Along the way though we passed Eilean Donan castle which has been used in many movies. From there it was still half an hour or so to cross the bridge at Kyle of Lochalsh and reach our accommodation in Broadford.
Apparently the Isle of Skye was an area of Scotland that was once in decline, but now people are slowly starting to come back. Little white cottages are dotted about the landscape and it’s undercrowded-ness really gives it charm.
The Quiraing is a landslip in the northeast peninsula of Skye. I’m not really sure how it constitutes a landslide, but it is a beautiful area nonetheless.
We went for a short 2-3 hour hike there, but we’re rudely interrupted by the Transformers 5 film crew. They made us do the hike in reverse, boring part first, but at least we felt rewarded at the end.
The Old Man of Storr
The Old Man is a rock formation at a place called The Storr several miles past Portree on the northern end of Loch Leathen. It’s a fairly impressive pillar of rock and you only have a short walk to see it up close.
Again that damn Transformers mob was there! I’m sure it was just a code name or cover story for the film project because why would middle aged men in rustic leather clothing be needed in Transformers scenes on the Isle of Skye?
The largest town on the Isle of Skye. Again, the colourful waterfront has been used in movies before. Unfortunately since we stayed in the other major town, Broadford, we didn’t see much of Portree other than passing through.
Sadly there are no Michelin star restaurants here, the one on Skye is down below Broadford.
The Black Cuillin
The Black Cuillin (pronounced “cool-in”) are the UK’s most alpine environment and the most like the Alps. Cold black unforgiving stone. They are quite a marvel though and there are numerous hikes to climb the peaks and “bag a munro” (a big thing in Scotland).
The one thing our accommodation didn’t promise was good weather, and just as well they didn’t because we didn’t get good weather for munro bagging.
Sgurr Alasdair (the highest), Bruach na Frithe and Sgurr nan Gillean were among our hot favourites though. Lots of rock scrambling required!
On the west side of the Black Cuillin towards Glenbrittle are the Fairy Pools. You can walk two hours from Sligachan or drive around past Carbost to the carpark.
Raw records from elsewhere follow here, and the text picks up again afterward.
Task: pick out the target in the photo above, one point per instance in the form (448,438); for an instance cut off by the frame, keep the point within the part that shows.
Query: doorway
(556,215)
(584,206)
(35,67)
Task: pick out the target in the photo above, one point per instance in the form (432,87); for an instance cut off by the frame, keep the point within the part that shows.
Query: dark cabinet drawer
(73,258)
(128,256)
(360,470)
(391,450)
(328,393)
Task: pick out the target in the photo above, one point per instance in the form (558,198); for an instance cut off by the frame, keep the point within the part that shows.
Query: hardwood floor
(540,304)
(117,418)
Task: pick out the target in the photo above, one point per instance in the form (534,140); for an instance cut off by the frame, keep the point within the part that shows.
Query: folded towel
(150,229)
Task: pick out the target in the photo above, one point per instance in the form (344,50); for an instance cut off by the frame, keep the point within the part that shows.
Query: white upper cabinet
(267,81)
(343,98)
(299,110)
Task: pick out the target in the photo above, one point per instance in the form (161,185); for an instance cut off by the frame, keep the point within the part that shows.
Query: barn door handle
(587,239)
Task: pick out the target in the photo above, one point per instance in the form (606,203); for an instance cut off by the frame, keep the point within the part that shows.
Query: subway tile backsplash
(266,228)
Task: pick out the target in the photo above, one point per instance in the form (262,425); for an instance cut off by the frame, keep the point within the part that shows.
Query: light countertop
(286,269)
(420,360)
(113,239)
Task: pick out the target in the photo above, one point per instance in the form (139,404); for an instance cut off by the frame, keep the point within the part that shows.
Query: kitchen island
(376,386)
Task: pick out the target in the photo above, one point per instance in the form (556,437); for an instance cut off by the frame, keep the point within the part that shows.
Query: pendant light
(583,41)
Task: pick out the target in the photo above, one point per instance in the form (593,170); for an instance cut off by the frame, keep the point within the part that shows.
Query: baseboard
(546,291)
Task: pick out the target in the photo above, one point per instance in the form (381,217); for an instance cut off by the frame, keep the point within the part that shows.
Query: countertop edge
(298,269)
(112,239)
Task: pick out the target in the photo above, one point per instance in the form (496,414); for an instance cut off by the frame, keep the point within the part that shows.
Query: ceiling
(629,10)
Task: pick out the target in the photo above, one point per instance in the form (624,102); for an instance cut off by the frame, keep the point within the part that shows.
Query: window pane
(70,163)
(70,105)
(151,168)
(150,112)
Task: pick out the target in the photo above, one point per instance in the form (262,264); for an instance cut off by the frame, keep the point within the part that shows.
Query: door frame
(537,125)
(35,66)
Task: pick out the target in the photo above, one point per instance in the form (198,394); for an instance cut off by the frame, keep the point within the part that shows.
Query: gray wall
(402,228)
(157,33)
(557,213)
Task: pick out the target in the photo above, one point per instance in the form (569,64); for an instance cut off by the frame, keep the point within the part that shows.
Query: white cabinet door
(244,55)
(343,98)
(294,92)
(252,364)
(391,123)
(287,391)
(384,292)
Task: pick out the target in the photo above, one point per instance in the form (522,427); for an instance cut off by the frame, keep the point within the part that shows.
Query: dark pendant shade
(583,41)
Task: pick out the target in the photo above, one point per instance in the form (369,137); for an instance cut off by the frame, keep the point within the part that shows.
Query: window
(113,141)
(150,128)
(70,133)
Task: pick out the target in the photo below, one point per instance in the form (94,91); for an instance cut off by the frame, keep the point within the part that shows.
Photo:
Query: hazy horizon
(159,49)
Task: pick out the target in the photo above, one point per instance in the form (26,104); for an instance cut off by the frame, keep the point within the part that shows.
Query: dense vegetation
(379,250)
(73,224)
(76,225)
Expect swarms of tourists and on calm shady days swarms of midges too, but you’ll be sure to have the pools to yourselves if you brave a dip. We did and I’m fairly sure it was no more than 14C.
In your freezing cold induced stupor, why not enjoy some yoga by the pools as well!
I loooove smokey whisky, and one of my favourites is in Carbost on the way back from the Fairy Pools, the Talisker Distillery. They offer free tastings of four different whiskies.
You can also pay £8 to see the distillery process, but I think we’d already got what we came for 😉
Sadly Pete and Nangel had to head off from here. It was the end of our group trip and so back to riding solo!